Chapter 6

656 51 5
                                        

  Es krim vanila di mangkuk meleleh, karena Nami tak juga memakannya. Hilang sudah seleranya untuk makan es krim.

"Kenapa kau diam saja ? Makanlah! " Luffy duduk dihadapan Nami sambil menikmati es krim stroberi. Setelah sesaat sebelum nya mereka memutuskan untuk berbicara.

"Apa yang ingin kau bicarakan denganku ? " Nami mulai gelisah dan ingin segera pergi.

"Kenapa kau tidak mengundangku ke pernikahan mu? " Luffy menatap mata Nami dalam dalam "kau benar benar sudah melupakan kami, Nami. " Tersirat kesedihan dalam nada suara Luffy.

"Keluarga suamiku, mereka - " Nami terbata bata "sulit untuk menjelaskannya. "

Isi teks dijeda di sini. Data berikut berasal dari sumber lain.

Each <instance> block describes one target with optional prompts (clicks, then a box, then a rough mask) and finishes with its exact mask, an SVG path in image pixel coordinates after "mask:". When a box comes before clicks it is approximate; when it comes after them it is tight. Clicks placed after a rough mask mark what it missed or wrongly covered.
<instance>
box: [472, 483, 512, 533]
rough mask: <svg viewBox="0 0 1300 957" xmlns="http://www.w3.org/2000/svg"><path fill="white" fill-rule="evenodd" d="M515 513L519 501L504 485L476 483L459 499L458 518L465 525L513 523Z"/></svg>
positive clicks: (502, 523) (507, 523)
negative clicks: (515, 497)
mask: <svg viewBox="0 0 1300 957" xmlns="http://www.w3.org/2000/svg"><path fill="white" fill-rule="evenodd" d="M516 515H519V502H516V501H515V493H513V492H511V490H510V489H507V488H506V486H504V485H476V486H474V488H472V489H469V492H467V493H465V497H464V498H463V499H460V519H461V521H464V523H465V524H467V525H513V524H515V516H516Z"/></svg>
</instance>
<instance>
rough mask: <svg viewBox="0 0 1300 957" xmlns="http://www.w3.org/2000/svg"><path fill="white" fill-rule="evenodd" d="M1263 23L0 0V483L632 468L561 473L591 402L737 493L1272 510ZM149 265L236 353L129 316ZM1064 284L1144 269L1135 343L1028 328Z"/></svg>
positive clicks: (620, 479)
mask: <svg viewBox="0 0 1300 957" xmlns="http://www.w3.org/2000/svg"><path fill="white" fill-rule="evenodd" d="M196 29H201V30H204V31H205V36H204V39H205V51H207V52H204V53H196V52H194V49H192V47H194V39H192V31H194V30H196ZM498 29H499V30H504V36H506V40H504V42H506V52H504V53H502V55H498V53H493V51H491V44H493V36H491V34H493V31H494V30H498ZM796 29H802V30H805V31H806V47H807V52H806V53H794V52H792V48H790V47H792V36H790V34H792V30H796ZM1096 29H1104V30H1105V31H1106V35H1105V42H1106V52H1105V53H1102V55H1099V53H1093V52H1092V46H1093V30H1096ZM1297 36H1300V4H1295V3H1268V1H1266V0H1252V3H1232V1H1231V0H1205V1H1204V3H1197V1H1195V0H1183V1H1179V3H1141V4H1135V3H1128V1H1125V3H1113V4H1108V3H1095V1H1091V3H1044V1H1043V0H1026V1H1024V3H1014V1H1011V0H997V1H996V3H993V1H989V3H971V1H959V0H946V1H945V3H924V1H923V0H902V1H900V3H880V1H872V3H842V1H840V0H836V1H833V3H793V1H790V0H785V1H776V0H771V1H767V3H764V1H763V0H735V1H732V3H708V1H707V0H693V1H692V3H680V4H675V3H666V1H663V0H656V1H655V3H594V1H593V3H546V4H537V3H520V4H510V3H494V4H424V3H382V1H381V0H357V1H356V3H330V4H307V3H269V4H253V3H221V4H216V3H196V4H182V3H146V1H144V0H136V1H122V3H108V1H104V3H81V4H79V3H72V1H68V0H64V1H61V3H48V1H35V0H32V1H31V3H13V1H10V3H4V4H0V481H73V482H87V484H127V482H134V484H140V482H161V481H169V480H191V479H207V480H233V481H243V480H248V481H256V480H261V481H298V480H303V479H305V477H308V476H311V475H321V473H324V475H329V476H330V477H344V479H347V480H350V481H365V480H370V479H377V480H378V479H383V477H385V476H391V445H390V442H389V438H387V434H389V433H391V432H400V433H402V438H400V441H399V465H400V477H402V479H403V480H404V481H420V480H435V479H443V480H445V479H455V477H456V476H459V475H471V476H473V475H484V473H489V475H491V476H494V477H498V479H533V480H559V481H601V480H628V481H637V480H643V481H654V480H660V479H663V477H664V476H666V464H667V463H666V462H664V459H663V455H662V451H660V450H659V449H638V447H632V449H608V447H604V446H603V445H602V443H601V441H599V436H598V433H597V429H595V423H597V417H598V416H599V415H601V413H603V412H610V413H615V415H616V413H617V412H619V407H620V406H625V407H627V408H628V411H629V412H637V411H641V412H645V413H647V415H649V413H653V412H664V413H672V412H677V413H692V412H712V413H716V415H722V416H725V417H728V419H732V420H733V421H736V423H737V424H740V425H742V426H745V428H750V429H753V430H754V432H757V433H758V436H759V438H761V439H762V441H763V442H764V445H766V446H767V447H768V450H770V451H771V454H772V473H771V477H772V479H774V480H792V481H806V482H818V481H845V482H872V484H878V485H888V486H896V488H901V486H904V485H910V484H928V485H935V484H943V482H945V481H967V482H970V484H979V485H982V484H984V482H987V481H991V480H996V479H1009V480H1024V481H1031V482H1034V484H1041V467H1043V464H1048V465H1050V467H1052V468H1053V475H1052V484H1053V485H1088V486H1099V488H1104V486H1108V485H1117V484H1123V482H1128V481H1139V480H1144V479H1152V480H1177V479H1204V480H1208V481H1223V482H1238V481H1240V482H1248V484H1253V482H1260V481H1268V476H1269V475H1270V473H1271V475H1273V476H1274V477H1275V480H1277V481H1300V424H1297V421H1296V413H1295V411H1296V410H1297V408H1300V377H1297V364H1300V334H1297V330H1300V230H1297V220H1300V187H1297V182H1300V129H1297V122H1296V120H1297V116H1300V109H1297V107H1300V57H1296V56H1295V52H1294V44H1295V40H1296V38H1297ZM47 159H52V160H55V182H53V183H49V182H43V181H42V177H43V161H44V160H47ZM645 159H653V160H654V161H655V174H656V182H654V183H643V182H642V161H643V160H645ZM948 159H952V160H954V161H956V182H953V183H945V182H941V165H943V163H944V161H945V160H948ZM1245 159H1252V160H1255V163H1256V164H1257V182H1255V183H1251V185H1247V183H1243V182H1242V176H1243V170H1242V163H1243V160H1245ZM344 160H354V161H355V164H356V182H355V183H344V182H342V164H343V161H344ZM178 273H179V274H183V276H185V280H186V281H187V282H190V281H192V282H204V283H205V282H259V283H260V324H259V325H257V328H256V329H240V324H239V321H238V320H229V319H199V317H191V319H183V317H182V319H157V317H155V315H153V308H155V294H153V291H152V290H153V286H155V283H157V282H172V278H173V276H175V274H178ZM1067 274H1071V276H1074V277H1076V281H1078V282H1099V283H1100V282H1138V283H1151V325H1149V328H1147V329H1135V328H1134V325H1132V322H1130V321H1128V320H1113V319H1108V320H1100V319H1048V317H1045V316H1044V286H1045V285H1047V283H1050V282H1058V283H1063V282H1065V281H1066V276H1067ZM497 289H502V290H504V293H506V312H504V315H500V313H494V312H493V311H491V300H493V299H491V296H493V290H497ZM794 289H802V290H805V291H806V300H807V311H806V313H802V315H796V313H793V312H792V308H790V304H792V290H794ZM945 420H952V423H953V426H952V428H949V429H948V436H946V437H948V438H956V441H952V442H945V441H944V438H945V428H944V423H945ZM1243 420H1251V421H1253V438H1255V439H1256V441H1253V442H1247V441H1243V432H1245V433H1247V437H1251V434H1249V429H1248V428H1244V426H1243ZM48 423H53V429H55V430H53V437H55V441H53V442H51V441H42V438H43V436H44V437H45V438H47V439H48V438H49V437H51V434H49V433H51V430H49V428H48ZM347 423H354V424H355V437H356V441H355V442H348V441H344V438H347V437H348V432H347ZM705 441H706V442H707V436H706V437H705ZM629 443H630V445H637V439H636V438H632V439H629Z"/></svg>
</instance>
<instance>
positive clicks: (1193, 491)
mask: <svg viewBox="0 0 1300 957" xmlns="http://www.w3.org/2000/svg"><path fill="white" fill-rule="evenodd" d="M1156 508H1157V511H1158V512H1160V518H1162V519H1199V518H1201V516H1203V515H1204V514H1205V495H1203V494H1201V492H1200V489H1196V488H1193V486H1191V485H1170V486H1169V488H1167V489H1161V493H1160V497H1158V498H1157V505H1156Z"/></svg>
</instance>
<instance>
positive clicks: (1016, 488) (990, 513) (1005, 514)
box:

"Tidak perlu tegang begitu, aku hanya ingin tahu kondisimu saat ini. " Luffy kembali tersenyum riang, membuat hati Nami bergetar lagi. Ia tak ingin membuat Nami tertekan di kondisinya yang seperti ini.

"Aku tahu maksudmu... Kau pasti merasa terganggu dengan hubungan kita delapan tahun yang lalu. Aku pergi tanpa mengucapkan alasannya. " Nami mengepalkan tangannya, ia berusaha sekuat mungkin agar tak menangis lagi saat ini.

"Terus terang saja, sebenarnya selama ini aku hanya menginginkan uangmu, dengan begitu aku bisa membeli pakaian yang layak, dan tidak memakai pakaian bekas lagi. "

"Omong kosong ! " Luffy mencemooh, ia tahu benar bahwa Nami nya tidak seperti itu.

"Dan aku juga bisa punya ponsel baru, seperti teman teman yang lain. Itu semua berkat uang dari keluarga mu. Tapi sekarang, aku tak butuh itu lagi, aku sudah menemukan pria kaya yang bisa memberikanku lebih dari apa yang kau berikan padaku. " Nami berusaha terlihat angkuh, agar Luffy tak bertanya lagi kenapa.

Memang Luffy melihat perubahan yang terjadi pada Nami, sangat berbeda dengan apa yang ia lihat terakhir kali di Restoran Sanji. Nami tampak lebih cantik dengan dress mewah, dan beberapa aksesoris di rambutnya.

"Cih, pembohong! Jika benar, siapa pria itu? Jika dia memang sangat kaya aku pasti mengenalnya. "

"Aku tidak perlu mengatakan apapun pada orang asing sepertimu! " Nami bangkit berdiri, ia tak ingin terlibat percakapan lebih dalam lagi. Luffy tau, tentu Nami berbohong.

"Hotel Kuja... Robin melihat mu disana. " Perkataan Luffy berhasil menghentikan langkah Nami. Jantung Nami berdegup cepat, seakan tahu apa yang akan dikatakan Luffy selanjutnya.

"Apa kau menjual dirimu disana? " Suara Luffy tercekat, dan itu membuat nafas Nami seakan terhenti. Ia tak percaya pria yang pernah dikasihinya berani mengatakan hal serendah itu padanya.

Saat itulah.. Ia tak mampu lagi menahannya, Nami menampar Luffy sekeras mungkin hingga tangannya gemetar karena sakit. Namun rasa sakit itu tak sebanding dengan penderitaan hatinya. Wajah kecewa tak mampu lagi ia sembunyikan. Matanya menyalak penuh amarah di iringi buliran air mata.

"Kau fikir karena siapa aku menjual diriku? " Nafas Nami tersenggal, "jika saja kakek mu yang seorang Admiral Angkatan Laut, tidak memecat ibuku, mungkin aku tidak akan hidup seperti ini!!! " Bentak Nami.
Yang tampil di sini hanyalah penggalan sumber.